Scarsciotti felt an immediate connection to UCSC.

“I was amazed by the beauty of the redwood forests. To have immediate access to the woods as well as the beach felt surreal.”  

In addition to the volunteer opportunities that UCSC facilitated, Scarsciotti appreciates the resources the university provided. 

 I utilized Learning Support Services (LSS) for scholarship essays,” she says. “I used LSS to review my Gilman International scholarship essay as well as my Gabriel Zimmerman Division of Social Sciences scholarship essay. I incorporated the very helpful feedback from the writing tutors, and I won both of those awards. I highly encourage undergrads to utilize this free resource.”

She credits many professors for transforming her academic journey.

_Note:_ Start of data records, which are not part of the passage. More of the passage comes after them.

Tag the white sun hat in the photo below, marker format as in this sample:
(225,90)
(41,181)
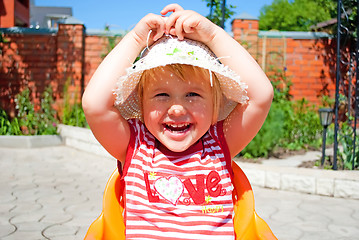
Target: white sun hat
(170,50)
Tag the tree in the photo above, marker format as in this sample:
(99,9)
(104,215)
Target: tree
(216,11)
(294,15)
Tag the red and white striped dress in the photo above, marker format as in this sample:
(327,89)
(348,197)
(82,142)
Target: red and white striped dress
(185,195)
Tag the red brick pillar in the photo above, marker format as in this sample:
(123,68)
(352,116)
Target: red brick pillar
(70,58)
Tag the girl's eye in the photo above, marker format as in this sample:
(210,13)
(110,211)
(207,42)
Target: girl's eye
(193,94)
(162,95)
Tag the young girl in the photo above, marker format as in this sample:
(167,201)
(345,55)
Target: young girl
(177,119)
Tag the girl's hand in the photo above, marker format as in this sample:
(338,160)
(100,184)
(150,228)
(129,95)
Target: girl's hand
(153,22)
(188,24)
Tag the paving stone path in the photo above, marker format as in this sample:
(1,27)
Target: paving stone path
(56,192)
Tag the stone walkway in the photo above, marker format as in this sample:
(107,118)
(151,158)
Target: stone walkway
(56,192)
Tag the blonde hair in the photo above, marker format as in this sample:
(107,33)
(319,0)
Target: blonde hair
(179,70)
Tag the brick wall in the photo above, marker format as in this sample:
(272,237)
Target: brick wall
(37,58)
(301,55)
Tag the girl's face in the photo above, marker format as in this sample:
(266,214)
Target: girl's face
(177,112)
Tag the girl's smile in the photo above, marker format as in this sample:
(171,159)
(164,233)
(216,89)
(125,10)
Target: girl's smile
(177,112)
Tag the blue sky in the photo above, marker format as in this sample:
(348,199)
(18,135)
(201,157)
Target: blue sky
(124,14)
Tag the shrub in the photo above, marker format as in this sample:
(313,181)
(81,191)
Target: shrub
(290,125)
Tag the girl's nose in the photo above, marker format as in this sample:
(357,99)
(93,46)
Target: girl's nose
(176,110)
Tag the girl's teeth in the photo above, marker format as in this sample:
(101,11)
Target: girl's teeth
(177,127)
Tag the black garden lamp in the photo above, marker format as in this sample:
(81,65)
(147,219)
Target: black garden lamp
(326,118)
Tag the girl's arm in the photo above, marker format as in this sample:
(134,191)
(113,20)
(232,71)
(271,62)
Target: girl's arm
(105,121)
(244,122)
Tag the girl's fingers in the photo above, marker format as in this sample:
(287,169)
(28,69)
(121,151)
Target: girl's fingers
(174,7)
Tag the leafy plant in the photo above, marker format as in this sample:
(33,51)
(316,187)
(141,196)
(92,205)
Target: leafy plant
(31,122)
(7,126)
(346,155)
(290,125)
(216,10)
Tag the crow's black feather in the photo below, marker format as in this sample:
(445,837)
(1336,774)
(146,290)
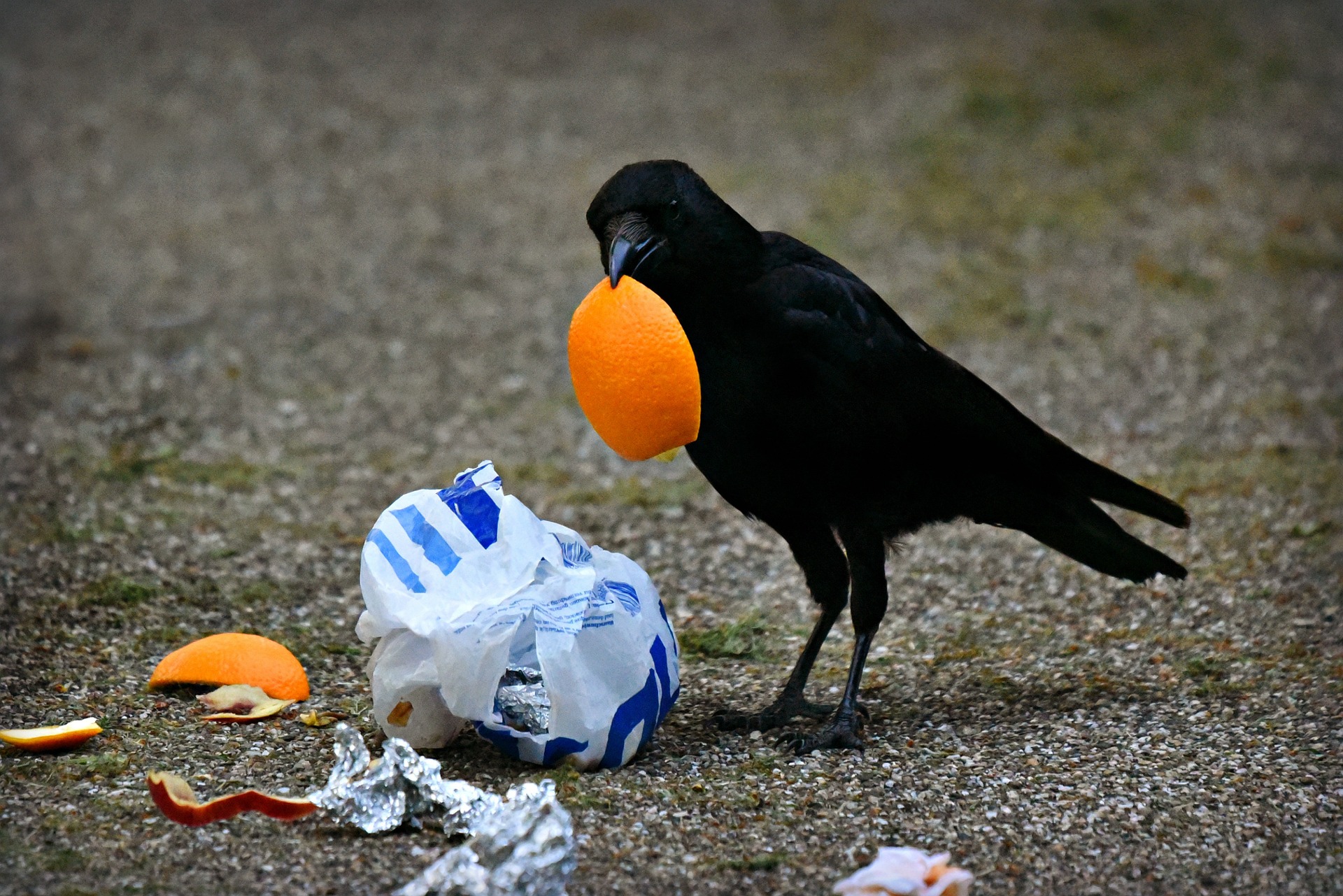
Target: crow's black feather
(825,415)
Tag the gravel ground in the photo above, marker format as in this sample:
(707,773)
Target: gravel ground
(265,268)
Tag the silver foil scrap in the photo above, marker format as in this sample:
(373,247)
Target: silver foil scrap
(383,794)
(520,845)
(521,848)
(521,700)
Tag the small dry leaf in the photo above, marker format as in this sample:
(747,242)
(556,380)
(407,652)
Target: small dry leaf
(401,713)
(241,703)
(315,719)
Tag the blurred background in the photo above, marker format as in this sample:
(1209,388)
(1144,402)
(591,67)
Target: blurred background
(267,266)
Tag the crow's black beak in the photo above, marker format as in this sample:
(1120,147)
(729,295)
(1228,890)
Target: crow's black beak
(633,243)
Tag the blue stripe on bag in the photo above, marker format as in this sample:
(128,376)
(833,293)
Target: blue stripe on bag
(399,566)
(476,509)
(676,646)
(423,534)
(641,707)
(560,747)
(626,594)
(660,665)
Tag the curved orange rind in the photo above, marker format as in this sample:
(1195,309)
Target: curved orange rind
(179,804)
(634,371)
(235,659)
(52,737)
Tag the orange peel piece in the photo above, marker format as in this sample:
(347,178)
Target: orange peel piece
(634,371)
(235,659)
(241,703)
(179,804)
(52,737)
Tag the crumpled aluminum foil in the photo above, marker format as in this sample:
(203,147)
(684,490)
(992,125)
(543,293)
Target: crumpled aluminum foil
(520,845)
(521,848)
(382,794)
(523,702)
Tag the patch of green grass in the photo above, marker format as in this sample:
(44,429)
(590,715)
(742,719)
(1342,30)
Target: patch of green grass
(1290,254)
(762,862)
(1151,273)
(105,765)
(737,640)
(1280,469)
(118,591)
(61,860)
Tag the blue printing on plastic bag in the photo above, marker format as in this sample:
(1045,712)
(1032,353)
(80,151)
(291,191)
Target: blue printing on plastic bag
(399,566)
(474,506)
(423,534)
(651,706)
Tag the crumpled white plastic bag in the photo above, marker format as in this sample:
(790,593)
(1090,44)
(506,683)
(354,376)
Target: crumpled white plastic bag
(464,582)
(904,871)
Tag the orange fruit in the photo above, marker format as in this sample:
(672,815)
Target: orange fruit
(634,371)
(51,737)
(235,659)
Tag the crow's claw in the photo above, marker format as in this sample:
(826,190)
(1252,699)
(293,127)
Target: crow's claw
(844,732)
(776,715)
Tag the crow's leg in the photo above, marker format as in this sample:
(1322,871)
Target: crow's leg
(868,605)
(827,576)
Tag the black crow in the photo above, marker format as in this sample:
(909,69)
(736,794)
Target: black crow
(807,376)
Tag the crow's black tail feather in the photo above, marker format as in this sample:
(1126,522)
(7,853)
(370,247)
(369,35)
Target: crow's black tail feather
(1087,534)
(1106,485)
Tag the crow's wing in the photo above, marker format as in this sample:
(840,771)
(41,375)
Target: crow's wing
(883,376)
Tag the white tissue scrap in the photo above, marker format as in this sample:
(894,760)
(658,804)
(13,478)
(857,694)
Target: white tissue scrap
(903,871)
(523,846)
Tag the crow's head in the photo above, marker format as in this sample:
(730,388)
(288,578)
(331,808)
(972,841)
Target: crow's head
(660,223)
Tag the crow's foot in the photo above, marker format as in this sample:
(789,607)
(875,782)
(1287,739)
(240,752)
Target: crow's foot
(778,713)
(844,732)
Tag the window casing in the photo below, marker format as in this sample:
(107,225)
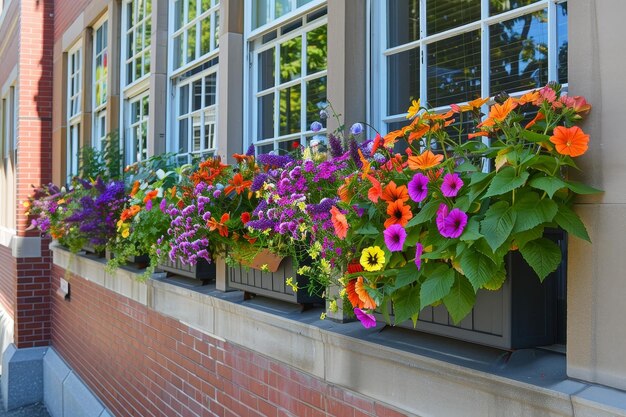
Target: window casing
(445,54)
(100,76)
(74,109)
(287,75)
(193,64)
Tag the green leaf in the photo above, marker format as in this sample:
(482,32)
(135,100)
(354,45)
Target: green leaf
(461,299)
(571,223)
(437,285)
(531,211)
(543,256)
(426,213)
(498,224)
(406,304)
(580,188)
(506,180)
(478,268)
(548,184)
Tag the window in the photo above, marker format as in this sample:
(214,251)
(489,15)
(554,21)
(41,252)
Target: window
(100,92)
(287,76)
(448,54)
(74,110)
(193,74)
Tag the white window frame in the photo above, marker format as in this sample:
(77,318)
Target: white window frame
(99,112)
(254,48)
(74,107)
(380,53)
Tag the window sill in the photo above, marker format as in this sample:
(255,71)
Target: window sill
(446,377)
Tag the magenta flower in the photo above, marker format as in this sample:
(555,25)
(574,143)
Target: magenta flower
(395,236)
(452,183)
(453,224)
(419,249)
(367,320)
(418,187)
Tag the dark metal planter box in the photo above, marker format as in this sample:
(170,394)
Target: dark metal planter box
(522,314)
(272,284)
(202,270)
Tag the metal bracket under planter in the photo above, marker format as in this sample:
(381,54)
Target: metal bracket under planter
(273,284)
(521,314)
(202,270)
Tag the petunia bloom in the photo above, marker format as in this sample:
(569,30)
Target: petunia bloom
(570,141)
(395,235)
(372,258)
(451,185)
(418,187)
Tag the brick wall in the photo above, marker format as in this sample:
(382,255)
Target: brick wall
(142,363)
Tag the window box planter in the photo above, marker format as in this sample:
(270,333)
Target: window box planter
(202,270)
(271,282)
(523,313)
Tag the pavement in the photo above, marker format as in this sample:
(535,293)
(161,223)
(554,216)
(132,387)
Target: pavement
(35,410)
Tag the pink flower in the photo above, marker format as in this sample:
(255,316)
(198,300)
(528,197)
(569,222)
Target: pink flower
(452,183)
(395,235)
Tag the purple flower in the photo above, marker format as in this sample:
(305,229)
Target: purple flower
(418,187)
(453,224)
(395,235)
(316,126)
(356,129)
(452,183)
(419,249)
(367,320)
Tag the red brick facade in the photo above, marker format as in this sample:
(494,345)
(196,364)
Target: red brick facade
(141,363)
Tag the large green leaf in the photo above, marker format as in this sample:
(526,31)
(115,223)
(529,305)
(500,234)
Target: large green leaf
(548,184)
(437,285)
(543,255)
(406,304)
(571,223)
(478,268)
(497,224)
(531,211)
(425,214)
(506,180)
(461,299)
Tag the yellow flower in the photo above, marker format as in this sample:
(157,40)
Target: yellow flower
(372,258)
(414,109)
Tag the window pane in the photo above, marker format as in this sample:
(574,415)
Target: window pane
(500,6)
(403,81)
(442,15)
(266,69)
(561,41)
(454,69)
(403,22)
(316,50)
(316,97)
(519,53)
(290,105)
(265,128)
(290,59)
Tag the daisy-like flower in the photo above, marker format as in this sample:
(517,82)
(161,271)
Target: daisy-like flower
(372,258)
(418,187)
(395,235)
(452,183)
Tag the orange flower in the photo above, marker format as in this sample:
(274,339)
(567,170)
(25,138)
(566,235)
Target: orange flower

Fran Guerra was the first professor to make a huge impact on me as an undergrad in Intro to Sociology. Every single lecture opened my eyes to societal issues and systemic disparity that I had never learned about in high school’s standardized education.” 

Professor Guerra passed away in 2017. It was after Guerra’s lecture about Mass Incarceration that Scarsciotti sought out the opportunity to start teaching art inside correctional facilities.

“And that experience changed my life and the way I navigated through the world. I also want to give a shout out to my life-changing Sociology professors” John Brown Childs, Rebecca London, Christie McCullen, Jenny Reardon, James Doucet-Battlemy, thought-provoking Linguistics professors Jorge Hankamer, Junko Ito, Ivy Sichel, Maziar Toosarvandani, Pranav Anand, and my supportive academic advisor, Tina Cossaboom.”